I can add in the Health field as a second pivot table value:
pv2 = pd.pivot_table(df, values=['Name', 'Health'], index=['Type', 'index'], columns=['Year', 'Month'], aggfunc={'Name':lambda x: "|".join(x), 'Health':lambda x: ":".join(x), }).fillna('')
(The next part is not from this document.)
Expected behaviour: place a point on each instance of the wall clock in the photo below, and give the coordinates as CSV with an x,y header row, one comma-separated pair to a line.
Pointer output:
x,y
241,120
# pv2 = pv2.reindex(columns = zip(10 * [2018], ['Jan', 'Jan', 'Feb', 'Feb', 'Mar', 'Mar', 'Apr', 'Apr', 'May', 'May'], ['Health', 'Name', 'Health', 'Name', 'Health', 'Name', 'Health', 'Name', 'Health', 'Name', 'Health', 'Name']))
to produce:
Health Name
Year 2018 2018
Month Apr Feb Jan Mar May Apr Feb Jan Mar May
Type index
Development 0 OK Trouble ProjectD ProjectG
1 Warning ProjectF
2 Warning ProjectI
Marketing 0 OK OK Trouble ProjectA ProjectC ProjectH
1 OK OK ProjectE ProjectJ
Science 0 Warning ProjectB
1 Warning ProjectK
This is the right idea -- both the project Health and Name show up for each project, in the right Month and right Type swimlane, but I'd like them side-by-side by project. Reindexing the columns produces the right result at the header level, but wipes out the cells with Nan values:
pv2 = pd.pivot_table(df, values=['Name', 'Health'], index=['Type', 'index'], columns=['Year', 'Month'], aggfunc={'Name':lambda x: "|".join(x), 'Health':lambda x: ":".join(x), }).fillna('')
pv2 = pv2.reindex(columns = zip(10 * [2018], ['Jan', 'Jan', 'Feb', 'Feb', 'Mar', 'Mar', 'Apr', 'Apr', 'May', 'May'], ['Health', 'Name', 'Health', 'Name', 'Health', 'Name', 'Health', 'Name', 'Health', 'Name', 'Health', 'Name']))
produces:
2018
Year Jan Feb Mar Apr May
Month Health Name Health Name Health Name Health Name Health Name
Type index
Development 0 NaN NaN NaN NaN NaN NaN NaN NaN NaN NaN
1 NaN NaN NaN NaN NaN NaN NaN NaN NaN NaN
2 NaN NaN NaN NaN NaN NaN NaN NaN NaN NaN
Marketing 0 NaN NaN NaN NaN NaN NaN NaN NaN NaN NaN
1 NaN NaN NaN NaN NaN NaN NaN NaN NaN NaN
Science 0 NaN NaN NaN NaN NaN NaN NaN NaN NaN NaN
1 NaN NaN NaN NaN NaN NaN NaN NaN NaN NaN
Again, the structure is now correct, but the cell values are no longer showing the project-specific data. What am I missing?